As of today, well-meaning New Yorkers who see a Sikh riding the subway or smell something weird in Times Square can submit their paranoid fantasias to the proper authorities with an app. Your new mantra: If you see something, send something.
Governor Andrew Cuomo announced the app’s New York release in a press release this afternoon, touting its capacity to help the state’s residents report suspicious activity. You take a picture, add a note about what’s freaking you out (and a GPS location if your paranoia includes subway bombers but not government spies), and voila, your tip is sent to the New York State Intelligence Center, which will forward it to the proper agency. The technology is already in use in Colorado, Louisiana, Ohio, Pennsylvania and Virginia, Albany’s News 10 reports.
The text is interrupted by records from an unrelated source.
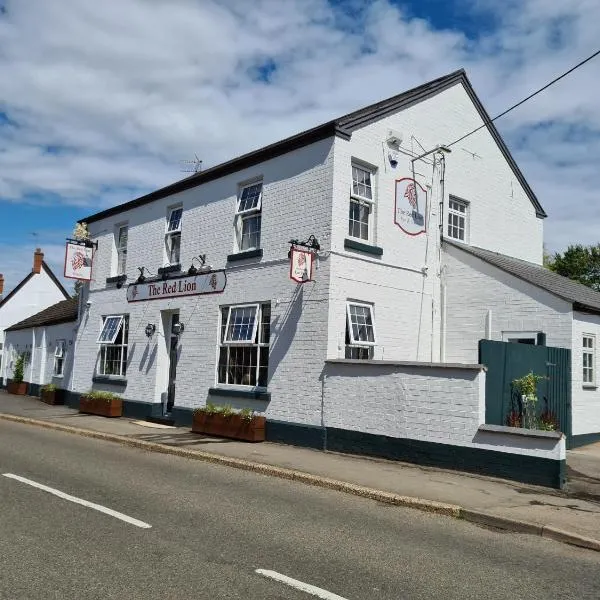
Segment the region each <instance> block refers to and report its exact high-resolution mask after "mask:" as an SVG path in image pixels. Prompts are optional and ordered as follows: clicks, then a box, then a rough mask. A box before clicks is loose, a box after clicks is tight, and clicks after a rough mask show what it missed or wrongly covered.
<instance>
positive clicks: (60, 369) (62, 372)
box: [54, 340, 67, 377]
mask: <svg viewBox="0 0 600 600" xmlns="http://www.w3.org/2000/svg"><path fill="white" fill-rule="evenodd" d="M66 353H67V342H66V341H65V340H56V347H55V349H54V376H55V377H62V376H63V374H64V371H65V356H66Z"/></svg>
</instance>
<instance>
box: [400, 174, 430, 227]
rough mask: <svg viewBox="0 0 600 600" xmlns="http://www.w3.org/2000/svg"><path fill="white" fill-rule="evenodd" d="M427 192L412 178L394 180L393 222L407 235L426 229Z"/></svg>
mask: <svg viewBox="0 0 600 600" xmlns="http://www.w3.org/2000/svg"><path fill="white" fill-rule="evenodd" d="M426 214H427V192H426V191H425V190H424V189H423V188H422V187H421V185H419V183H418V182H417V181H415V180H414V179H410V178H408V177H405V178H403V179H397V180H396V202H395V206H394V223H396V225H398V227H400V229H402V231H404V233H407V234H408V235H419V234H421V233H425V232H426V231H427V220H426V216H425V215H426Z"/></svg>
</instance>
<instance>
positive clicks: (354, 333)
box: [345, 302, 375, 360]
mask: <svg viewBox="0 0 600 600" xmlns="http://www.w3.org/2000/svg"><path fill="white" fill-rule="evenodd" d="M374 347H375V324H374V319H373V306H372V305H371V304H363V303H359V302H348V303H347V304H346V354H345V356H346V358H354V359H359V360H370V359H372V358H373V350H374Z"/></svg>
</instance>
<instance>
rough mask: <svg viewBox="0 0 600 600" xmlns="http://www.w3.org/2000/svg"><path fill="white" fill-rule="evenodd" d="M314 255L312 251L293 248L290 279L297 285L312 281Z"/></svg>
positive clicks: (290, 267)
mask: <svg viewBox="0 0 600 600" xmlns="http://www.w3.org/2000/svg"><path fill="white" fill-rule="evenodd" d="M313 256H314V255H313V253H312V252H311V251H310V250H300V249H299V248H292V254H291V257H290V279H291V280H292V281H295V282H296V283H306V282H307V281H312V267H313Z"/></svg>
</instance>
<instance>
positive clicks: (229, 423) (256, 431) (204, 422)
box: [192, 412, 265, 442]
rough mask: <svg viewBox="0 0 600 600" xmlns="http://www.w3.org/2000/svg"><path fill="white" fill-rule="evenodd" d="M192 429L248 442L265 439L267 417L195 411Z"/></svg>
mask: <svg viewBox="0 0 600 600" xmlns="http://www.w3.org/2000/svg"><path fill="white" fill-rule="evenodd" d="M192 431H193V432H194V433H203V434H205V435H214V436H216V437H227V438H233V439H235V440H244V441H246V442H264V441H265V417H252V419H251V420H249V421H248V420H247V419H242V417H241V416H240V415H231V416H229V417H224V416H223V415H219V414H207V413H203V412H198V413H194V417H193V421H192Z"/></svg>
“See something send something” is free on the app store, and it’s easy to use, if a little trigger-happy: I just took a photo of two coworkers to test its functionality, but because the app doesn’t ask you to confirm any details before sending, I accidentally submitted it for real. Oops! I will report back if my colleagues or I are arrested.
The app, of course, stems from the phrase “see something, say something,” which has been part of NYC’s cultural landscape since 9/11, when the MTA began placing it on subway posters in hopes of soliciting tips that would lead to terrorist threats. Seven years later, the New York Times reported that no terror plots had been stopped after calls to the hotline, but many people used it to submit bogus threats, tips about praying muslims, and non-information like mine. Some arrests were made based on tips in the years before the Times article, but they were for things like selling fake IDs, illegal fireworks, and possession of unlicensed guns—not plots against the city.